CHUNG: At the time when I was leaving [the U.S. Attorney's Office in Manhattan], the chief prosecutor had just been elected. He was teaching at Harvard at the time. I had read about the court, but figured he was probably not so interested in having an American lawyer on board, given that the U.S. government was so opposed to the court at the time. I called him and asked if he would be interested in having someone with my background on his team, and he encouraged me to apply. I got hired in the first round, along with a British and a German lawyer.
LD: How did being a federal prosecutor experience prepare you for investigating cases for the ICC?
CHUNG: Maybe half way. The American prosecutorial system is very sophisticated, but [the ICC rules] were very different. I had to learn a whole new set of substantive and procedural rules. I had to learn a new governing text. The court itself was new. We often said it was like building an airplane and flying it at the same time. We had to hire translators, and hire investigators. It was a brick by brick process.
LD: What would you describe as your greatest personal triumph at the ICC?

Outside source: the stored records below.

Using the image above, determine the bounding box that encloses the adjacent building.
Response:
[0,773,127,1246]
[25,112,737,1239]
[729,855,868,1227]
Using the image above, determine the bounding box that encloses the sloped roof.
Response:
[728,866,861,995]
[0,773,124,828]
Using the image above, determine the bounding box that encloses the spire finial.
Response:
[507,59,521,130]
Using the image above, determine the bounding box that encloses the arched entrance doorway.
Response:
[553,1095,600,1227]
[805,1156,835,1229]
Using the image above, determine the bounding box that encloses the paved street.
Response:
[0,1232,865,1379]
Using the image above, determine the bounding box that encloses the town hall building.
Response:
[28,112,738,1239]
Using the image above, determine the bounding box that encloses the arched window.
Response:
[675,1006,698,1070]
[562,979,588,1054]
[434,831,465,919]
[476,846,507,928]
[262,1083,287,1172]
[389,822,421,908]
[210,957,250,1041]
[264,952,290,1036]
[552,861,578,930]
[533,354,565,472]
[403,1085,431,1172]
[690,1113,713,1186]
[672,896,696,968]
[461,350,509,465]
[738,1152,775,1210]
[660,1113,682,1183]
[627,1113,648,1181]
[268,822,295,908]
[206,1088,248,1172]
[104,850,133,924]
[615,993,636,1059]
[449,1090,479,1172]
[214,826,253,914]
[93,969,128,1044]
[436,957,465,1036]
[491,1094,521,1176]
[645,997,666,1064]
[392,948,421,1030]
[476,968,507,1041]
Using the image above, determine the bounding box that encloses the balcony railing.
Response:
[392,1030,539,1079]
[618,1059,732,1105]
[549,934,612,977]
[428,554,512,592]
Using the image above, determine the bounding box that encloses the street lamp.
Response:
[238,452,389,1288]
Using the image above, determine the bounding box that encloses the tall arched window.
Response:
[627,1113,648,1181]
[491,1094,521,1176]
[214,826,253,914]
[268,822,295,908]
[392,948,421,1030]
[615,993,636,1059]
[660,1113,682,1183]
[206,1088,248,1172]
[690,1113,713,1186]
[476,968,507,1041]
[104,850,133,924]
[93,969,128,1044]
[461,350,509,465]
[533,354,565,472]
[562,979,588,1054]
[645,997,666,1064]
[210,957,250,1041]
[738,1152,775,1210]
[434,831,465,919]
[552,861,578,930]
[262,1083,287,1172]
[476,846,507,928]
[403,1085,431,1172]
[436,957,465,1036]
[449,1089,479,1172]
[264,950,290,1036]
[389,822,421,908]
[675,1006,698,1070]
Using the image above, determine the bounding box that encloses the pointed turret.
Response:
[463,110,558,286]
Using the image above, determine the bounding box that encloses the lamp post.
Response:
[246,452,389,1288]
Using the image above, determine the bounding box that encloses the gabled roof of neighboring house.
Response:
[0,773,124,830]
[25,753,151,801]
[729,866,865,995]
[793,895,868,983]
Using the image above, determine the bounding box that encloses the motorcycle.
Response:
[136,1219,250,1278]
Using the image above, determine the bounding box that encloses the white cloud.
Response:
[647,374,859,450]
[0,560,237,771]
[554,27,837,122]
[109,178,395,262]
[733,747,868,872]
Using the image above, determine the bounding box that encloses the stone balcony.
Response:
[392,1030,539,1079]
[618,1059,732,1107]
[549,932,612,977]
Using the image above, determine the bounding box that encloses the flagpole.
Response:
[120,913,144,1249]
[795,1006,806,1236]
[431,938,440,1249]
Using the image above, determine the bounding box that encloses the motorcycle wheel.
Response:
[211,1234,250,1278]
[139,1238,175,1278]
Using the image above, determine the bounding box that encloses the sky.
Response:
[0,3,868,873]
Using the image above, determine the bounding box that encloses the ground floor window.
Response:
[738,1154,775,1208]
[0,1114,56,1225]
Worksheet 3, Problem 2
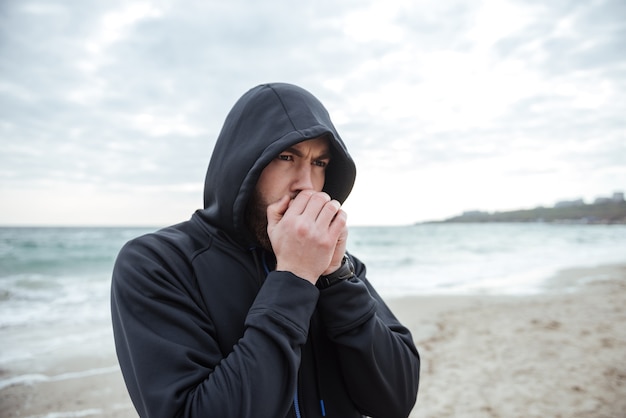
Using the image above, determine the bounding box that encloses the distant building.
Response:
[554,199,585,208]
[463,210,489,216]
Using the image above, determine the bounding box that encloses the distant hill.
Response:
[442,201,626,224]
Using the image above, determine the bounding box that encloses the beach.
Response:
[0,264,626,418]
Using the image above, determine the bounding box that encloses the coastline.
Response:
[0,264,626,418]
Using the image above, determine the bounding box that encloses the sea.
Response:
[0,223,626,333]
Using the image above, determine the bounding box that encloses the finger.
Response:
[267,195,291,227]
[315,200,341,228]
[329,208,348,238]
[289,190,315,215]
[303,192,330,221]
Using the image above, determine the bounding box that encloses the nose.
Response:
[293,164,315,192]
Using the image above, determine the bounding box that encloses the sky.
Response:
[0,0,626,226]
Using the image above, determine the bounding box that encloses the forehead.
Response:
[285,136,329,154]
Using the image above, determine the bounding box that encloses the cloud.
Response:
[0,0,626,223]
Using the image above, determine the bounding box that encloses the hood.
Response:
[202,83,356,246]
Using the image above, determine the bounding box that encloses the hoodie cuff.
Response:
[318,277,377,338]
[246,271,319,344]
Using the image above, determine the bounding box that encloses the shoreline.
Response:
[0,264,626,418]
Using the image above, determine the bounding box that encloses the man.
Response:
[112,84,419,418]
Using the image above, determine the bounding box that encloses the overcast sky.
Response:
[0,0,626,226]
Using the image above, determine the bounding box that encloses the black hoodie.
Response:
[111,84,419,418]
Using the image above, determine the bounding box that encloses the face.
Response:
[246,137,330,250]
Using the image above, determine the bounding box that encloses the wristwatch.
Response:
[315,255,354,289]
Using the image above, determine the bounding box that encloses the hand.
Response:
[267,190,348,284]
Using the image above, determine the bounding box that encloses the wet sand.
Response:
[0,266,626,418]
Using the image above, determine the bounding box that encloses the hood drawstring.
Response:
[311,314,326,417]
[250,247,326,417]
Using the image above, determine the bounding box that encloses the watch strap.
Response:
[315,255,354,289]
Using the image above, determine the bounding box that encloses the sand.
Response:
[0,266,626,418]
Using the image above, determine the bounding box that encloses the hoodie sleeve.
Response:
[318,258,420,418]
[111,235,319,418]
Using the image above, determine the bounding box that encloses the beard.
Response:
[246,189,272,252]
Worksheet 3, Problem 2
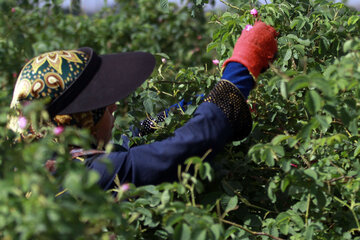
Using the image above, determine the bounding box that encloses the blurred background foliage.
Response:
[0,0,360,239]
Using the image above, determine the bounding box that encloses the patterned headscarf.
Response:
[9,50,105,136]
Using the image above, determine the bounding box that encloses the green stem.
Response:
[220,219,284,240]
[305,193,311,227]
[220,0,243,11]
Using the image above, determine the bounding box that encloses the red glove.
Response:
[223,21,278,78]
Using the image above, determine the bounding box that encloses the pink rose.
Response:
[213,59,220,65]
[18,116,27,129]
[250,8,258,17]
[120,183,130,192]
[290,163,298,168]
[245,25,253,31]
[54,126,64,136]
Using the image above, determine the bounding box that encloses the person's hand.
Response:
[223,21,278,78]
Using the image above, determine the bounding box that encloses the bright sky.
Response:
[63,0,360,12]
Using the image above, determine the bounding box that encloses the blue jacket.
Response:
[82,63,253,190]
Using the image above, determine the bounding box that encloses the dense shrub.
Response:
[0,0,360,239]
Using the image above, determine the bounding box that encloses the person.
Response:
[10,21,277,190]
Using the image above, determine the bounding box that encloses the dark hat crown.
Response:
[11,50,89,107]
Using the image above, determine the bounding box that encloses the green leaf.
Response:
[304,168,317,181]
[191,229,206,240]
[210,224,222,239]
[225,195,238,213]
[271,135,291,145]
[262,148,275,167]
[305,90,321,115]
[143,98,154,115]
[174,223,191,240]
[288,75,309,94]
[354,144,360,157]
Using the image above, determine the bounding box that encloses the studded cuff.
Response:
[204,79,252,140]
[139,111,166,136]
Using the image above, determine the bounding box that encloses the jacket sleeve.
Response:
[87,63,252,190]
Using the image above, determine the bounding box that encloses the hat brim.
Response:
[57,49,156,115]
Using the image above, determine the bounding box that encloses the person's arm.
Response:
[88,22,277,189]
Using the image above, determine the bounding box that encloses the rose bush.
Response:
[0,0,360,239]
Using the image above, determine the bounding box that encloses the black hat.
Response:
[11,47,155,116]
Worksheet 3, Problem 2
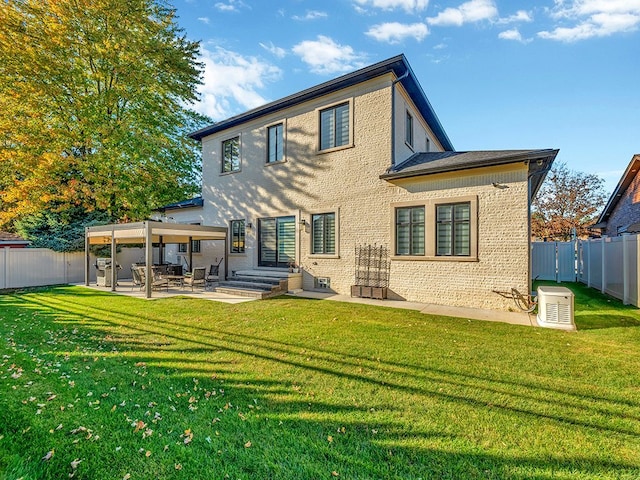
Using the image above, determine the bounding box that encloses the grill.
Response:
[94,258,121,287]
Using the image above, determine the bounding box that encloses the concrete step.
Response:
[220,277,280,292]
[213,285,286,299]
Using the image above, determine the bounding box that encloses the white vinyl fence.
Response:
[531,235,640,307]
[0,247,144,290]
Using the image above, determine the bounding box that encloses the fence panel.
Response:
[556,242,576,282]
[531,242,556,280]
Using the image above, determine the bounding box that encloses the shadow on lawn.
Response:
[0,291,640,479]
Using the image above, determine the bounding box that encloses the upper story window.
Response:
[222,137,240,173]
[404,112,413,147]
[311,213,336,255]
[396,205,425,255]
[436,202,471,257]
[229,220,245,253]
[320,102,349,150]
[267,123,284,163]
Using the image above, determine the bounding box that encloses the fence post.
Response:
[622,235,630,305]
[600,235,607,293]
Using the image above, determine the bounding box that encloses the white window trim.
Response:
[264,118,287,167]
[315,97,354,155]
[219,132,242,175]
[301,207,340,259]
[391,195,479,262]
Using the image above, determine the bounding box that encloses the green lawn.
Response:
[0,285,640,480]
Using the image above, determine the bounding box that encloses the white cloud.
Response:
[498,28,531,43]
[497,10,533,24]
[355,0,429,13]
[291,10,329,21]
[366,22,429,44]
[292,35,365,75]
[259,42,287,58]
[215,0,249,12]
[195,47,282,120]
[538,0,640,42]
[427,0,498,27]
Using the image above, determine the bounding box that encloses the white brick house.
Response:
[165,55,557,309]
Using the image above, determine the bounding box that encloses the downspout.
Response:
[389,68,409,171]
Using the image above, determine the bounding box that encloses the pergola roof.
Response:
[86,221,227,245]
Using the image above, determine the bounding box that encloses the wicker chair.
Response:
[184,267,207,292]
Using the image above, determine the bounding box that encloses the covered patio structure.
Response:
[84,221,227,298]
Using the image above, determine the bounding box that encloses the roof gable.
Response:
[189,54,454,150]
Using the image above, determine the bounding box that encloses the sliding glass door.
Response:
[258,216,296,268]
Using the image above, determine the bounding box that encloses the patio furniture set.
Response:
[131,260,222,291]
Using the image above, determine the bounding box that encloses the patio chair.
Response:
[205,259,222,289]
[184,267,207,292]
[151,267,169,292]
[131,265,144,290]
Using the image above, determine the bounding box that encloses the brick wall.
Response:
[198,76,529,309]
[606,171,640,237]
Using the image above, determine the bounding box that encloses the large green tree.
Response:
[0,0,208,226]
[531,163,605,241]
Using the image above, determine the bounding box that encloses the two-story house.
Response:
[164,55,557,309]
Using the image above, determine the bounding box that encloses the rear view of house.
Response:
[164,55,557,309]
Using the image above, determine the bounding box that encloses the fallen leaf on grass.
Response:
[42,448,55,462]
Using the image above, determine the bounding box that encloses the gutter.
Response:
[388,68,409,172]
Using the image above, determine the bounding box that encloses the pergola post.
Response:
[144,222,153,298]
[110,230,118,292]
[84,227,91,287]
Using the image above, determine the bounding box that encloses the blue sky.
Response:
[173,0,640,193]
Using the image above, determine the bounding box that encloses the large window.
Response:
[436,202,471,256]
[396,206,425,255]
[229,220,245,253]
[320,102,349,150]
[311,213,336,255]
[404,112,413,147]
[222,137,240,173]
[267,123,284,163]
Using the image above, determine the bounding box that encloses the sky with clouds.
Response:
[172,0,640,195]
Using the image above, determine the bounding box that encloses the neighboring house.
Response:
[0,231,31,248]
[591,154,640,237]
[165,55,557,309]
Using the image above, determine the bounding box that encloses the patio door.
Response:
[258,216,296,268]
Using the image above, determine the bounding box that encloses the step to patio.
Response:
[213,283,286,299]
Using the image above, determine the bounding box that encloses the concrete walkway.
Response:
[289,291,538,327]
[79,280,538,327]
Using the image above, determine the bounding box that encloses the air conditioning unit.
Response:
[537,285,576,330]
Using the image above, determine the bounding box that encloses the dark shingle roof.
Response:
[189,55,454,150]
[156,197,204,212]
[380,149,558,197]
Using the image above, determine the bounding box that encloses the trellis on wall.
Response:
[351,245,391,299]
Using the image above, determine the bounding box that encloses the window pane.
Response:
[335,104,349,147]
[320,109,335,150]
[267,124,284,163]
[396,225,411,255]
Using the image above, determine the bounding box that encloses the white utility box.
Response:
[537,285,576,330]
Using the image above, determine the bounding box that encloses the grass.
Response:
[0,285,640,480]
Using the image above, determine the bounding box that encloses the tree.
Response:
[0,0,209,226]
[531,163,606,241]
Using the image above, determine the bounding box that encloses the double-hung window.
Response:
[311,213,336,255]
[222,137,240,173]
[229,220,245,253]
[267,123,284,163]
[404,112,413,148]
[436,202,471,257]
[320,102,349,150]
[396,205,425,255]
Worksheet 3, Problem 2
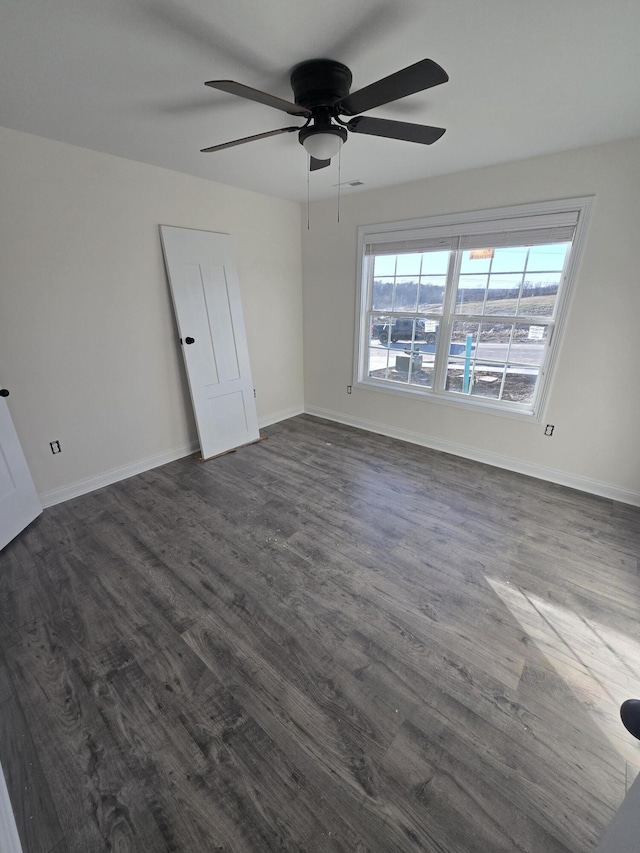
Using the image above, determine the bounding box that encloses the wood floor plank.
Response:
[0,415,640,853]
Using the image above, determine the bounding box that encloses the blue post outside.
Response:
[462,335,473,394]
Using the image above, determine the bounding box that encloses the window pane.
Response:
[502,364,540,405]
[509,323,549,367]
[460,252,491,275]
[491,246,529,272]
[393,276,418,313]
[421,251,450,275]
[476,323,513,364]
[371,278,393,311]
[396,255,422,278]
[373,255,396,278]
[456,275,489,314]
[418,275,446,314]
[484,273,522,315]
[527,243,571,272]
[518,272,562,317]
[367,314,389,379]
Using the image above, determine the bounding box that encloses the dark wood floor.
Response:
[0,416,640,853]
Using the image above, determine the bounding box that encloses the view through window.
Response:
[358,199,592,413]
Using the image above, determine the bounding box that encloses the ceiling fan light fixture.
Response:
[299,125,347,160]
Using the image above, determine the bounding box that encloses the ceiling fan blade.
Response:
[309,157,331,172]
[347,116,445,145]
[336,59,449,116]
[200,127,300,154]
[204,80,311,118]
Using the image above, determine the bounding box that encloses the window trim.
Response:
[353,196,595,423]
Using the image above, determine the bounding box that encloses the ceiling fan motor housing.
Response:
[291,59,353,110]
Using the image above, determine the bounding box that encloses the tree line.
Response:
[373,281,558,311]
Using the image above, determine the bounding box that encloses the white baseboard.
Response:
[0,765,22,853]
[305,406,640,506]
[38,406,304,510]
[38,441,200,506]
[258,405,304,429]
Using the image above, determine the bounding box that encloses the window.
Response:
[356,199,591,417]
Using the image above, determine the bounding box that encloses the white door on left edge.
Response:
[0,389,42,548]
[160,225,260,459]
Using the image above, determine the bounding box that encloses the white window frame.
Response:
[354,196,594,422]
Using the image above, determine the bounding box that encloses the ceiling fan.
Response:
[202,59,449,171]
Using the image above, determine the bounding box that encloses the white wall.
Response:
[0,123,303,503]
[302,137,640,504]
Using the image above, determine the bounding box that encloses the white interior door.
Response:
[0,389,42,548]
[160,225,260,459]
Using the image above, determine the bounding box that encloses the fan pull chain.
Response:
[307,154,311,231]
[338,145,342,222]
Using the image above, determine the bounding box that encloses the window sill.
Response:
[354,378,542,424]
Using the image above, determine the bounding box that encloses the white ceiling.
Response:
[0,0,640,201]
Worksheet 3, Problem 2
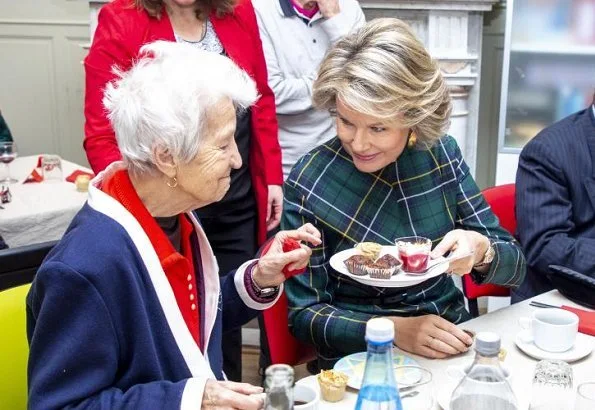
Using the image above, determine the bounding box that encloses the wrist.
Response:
[250,263,279,299]
[473,238,495,268]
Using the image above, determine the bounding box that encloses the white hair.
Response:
[103,41,258,173]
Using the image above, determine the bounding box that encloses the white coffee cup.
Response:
[519,309,578,353]
[446,363,512,384]
[293,384,320,410]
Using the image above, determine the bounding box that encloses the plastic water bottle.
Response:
[355,318,403,410]
[450,332,518,410]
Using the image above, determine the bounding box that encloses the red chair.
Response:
[262,293,316,366]
[463,184,516,317]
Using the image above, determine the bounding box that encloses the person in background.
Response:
[84,0,283,381]
[0,111,12,142]
[281,18,525,368]
[27,41,320,410]
[253,0,365,178]
[512,95,595,303]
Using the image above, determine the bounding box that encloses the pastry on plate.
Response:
[364,255,401,279]
[355,242,382,261]
[318,370,349,402]
[343,255,372,276]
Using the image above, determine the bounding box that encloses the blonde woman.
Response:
[282,19,525,367]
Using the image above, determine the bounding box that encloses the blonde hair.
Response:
[312,18,451,147]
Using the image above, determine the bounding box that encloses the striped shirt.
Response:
[282,136,525,367]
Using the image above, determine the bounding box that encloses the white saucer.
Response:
[514,330,593,363]
[329,246,448,288]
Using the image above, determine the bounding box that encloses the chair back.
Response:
[463,184,516,300]
[0,284,31,410]
[262,293,316,366]
[0,241,58,290]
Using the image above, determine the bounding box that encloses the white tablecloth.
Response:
[297,291,595,410]
[0,155,90,248]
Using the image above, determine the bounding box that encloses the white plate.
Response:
[333,350,421,390]
[514,330,593,362]
[330,246,448,288]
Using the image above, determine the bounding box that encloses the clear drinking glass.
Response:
[41,155,62,182]
[574,381,595,410]
[529,360,573,410]
[395,366,434,410]
[0,142,17,184]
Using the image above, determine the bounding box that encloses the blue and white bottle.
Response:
[355,318,403,410]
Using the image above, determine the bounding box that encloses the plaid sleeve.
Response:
[444,139,526,287]
[281,176,374,354]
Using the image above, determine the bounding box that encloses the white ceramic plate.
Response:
[333,350,421,390]
[330,246,448,288]
[514,330,593,363]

CHUNG: For most of us it was getting the court up and running in what people perceive as a credible way. In part because of U.S. opposition, and other reasons, there was some belief that we would try and fail. Today, it's a viable institution.
LD: The best known action of the ICC was the indictment of Sudan leader Omar al-Bashir on war crimes charges. What did that mean for the ICC?
CHUNG: Charging Bashir was two milestones. For one, the United Nations security counsel referred the case to the court, which is a real achievement in terms of credibility. Second, he was the first sitting head of state to be prosecuted by the court in connection with one of the worst crimes in the world.
LD: What did you want the filmmakers, and eventually the viewers, to understand about the work of the ICC?
CHUNG: We wanted them to understand how it works. We wanted them to understand the rules, the kinds of crimes the court will investigate and prosecute. We saw this as a vehicle to let the world know that the ICC is not just a concept, but is a reality.
LD: What do you think of the finished film?
CHUNG: It's amazing. They take a complicated legal story and convert it into a compelling narrative. The filmmakers call it a legal thriller, but it's a little more geeky than that. Lawyers, especially, find it fascinating. You're really watching the frontier of the law. You wonder as you are watching, will it work? You can see the thing shudder off the ground to lift off.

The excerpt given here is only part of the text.